= Australian and New Zealand Standard Research Classification =

Set of three research classifications

The Australian and New Zealand Standard Research Classification (ANZSRC) is a set of three classifications developed by the Australian Bureau of Statistics to measure and analyse of research and development (R&D) undertaken in Australia and New Zealand. It replaced the Australian Standard Research Classification (ASRC) on 31 March 2008. The ANZSRC is released under the Creative Commons Attribution 2.5 Australia license.

== History ==

The first ASRC was released in 1993 and was in use until 1998. It comprised three classification schemes; Type of Activity (TOA), Field of Research (FOR) and Socio-Economic Objective (SEO). In 1998, a second ASRC was released with a revised Socio-Economic Objective classification that used a different numbering range, and a Research Field, Course and Discipline (RFCD) classification to replace FORs. This revised classification came into effect in the 2000 collection period, which was due on 31 August 2001. The 2008 standard replaced the RFCD classification with a new 'Field of Research' classification that included approximately 40% more classifiers, using a different numbering scheme to reduce confusion with the 1993 'Field of Research' classification.

== Classifications ==
TOA – R&D activity is categorised according to the type of research effort:
- pure basic research
- strategic basic research
- applied research
- experimental development
These are derived from the three types of research defined in the Frascati Manual.

Field of Research (FOR) – This classification allows both R&D activity and other activity within the higher education sector to be categorised.
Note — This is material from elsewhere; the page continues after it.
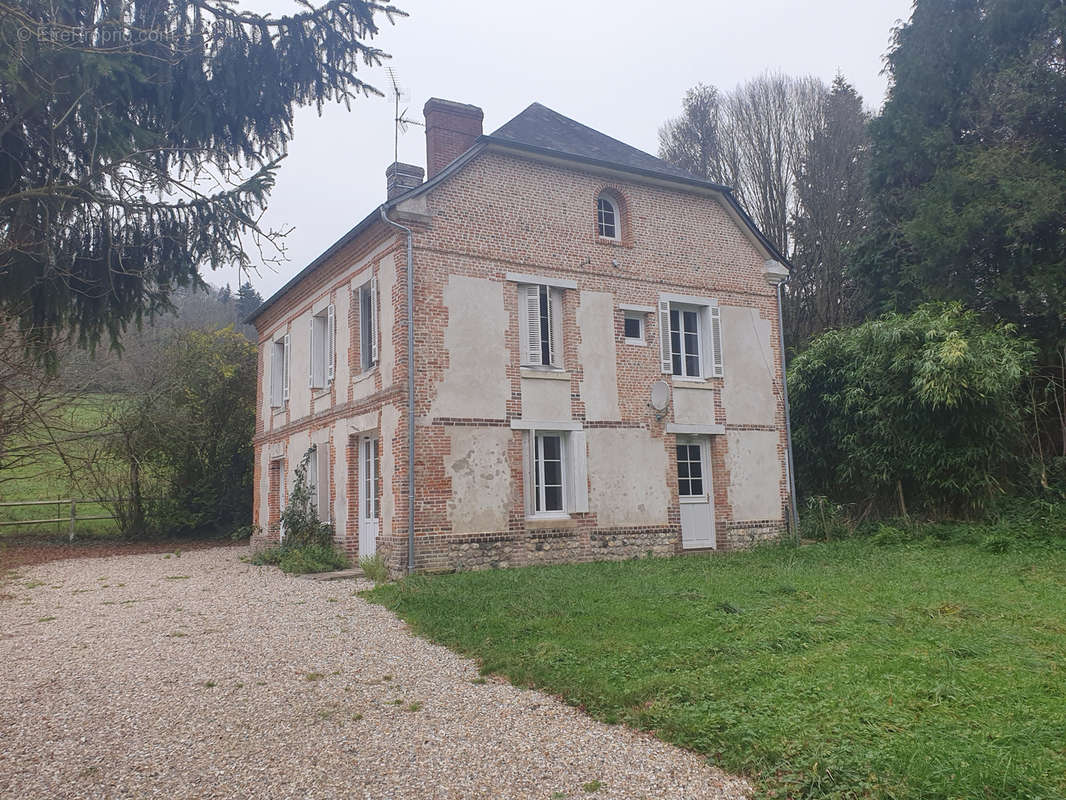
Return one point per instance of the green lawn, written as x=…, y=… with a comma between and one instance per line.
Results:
x=843, y=670
x=47, y=478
Prior to ASRC 1998, this information was collected using a different set of indicators called Field of Research. It was expanded in order that it can be used within the higher education sector to classify courses, units of study and teaching activity to field, and was renamed Research Field, Course and Discipline. The categories in the classification include recognised academic disciplines and related major sub-fields taught at universities or tertiary institutions, major fields of research investigated by national research institutions and organisations, and emerging areas of study. In the 2008 specification, this classification was again revised and its prior name (Field of Research) was again used. The FOR classification can be mapped to the OECD Fields of Science and Technology (FOS) classification in the Frascati Manual.

Socio-Economic Objective (SEO) – This classification allows R&D to be categorised according to the purpose of the R&D as perceived by the researcher. It consists of discrete economic, social, technological or scientific domains for identifying the principal purpose of the R&D. The SEO classification uses a combination of processes, products, health, education and other social and environmental aspects of particular interest.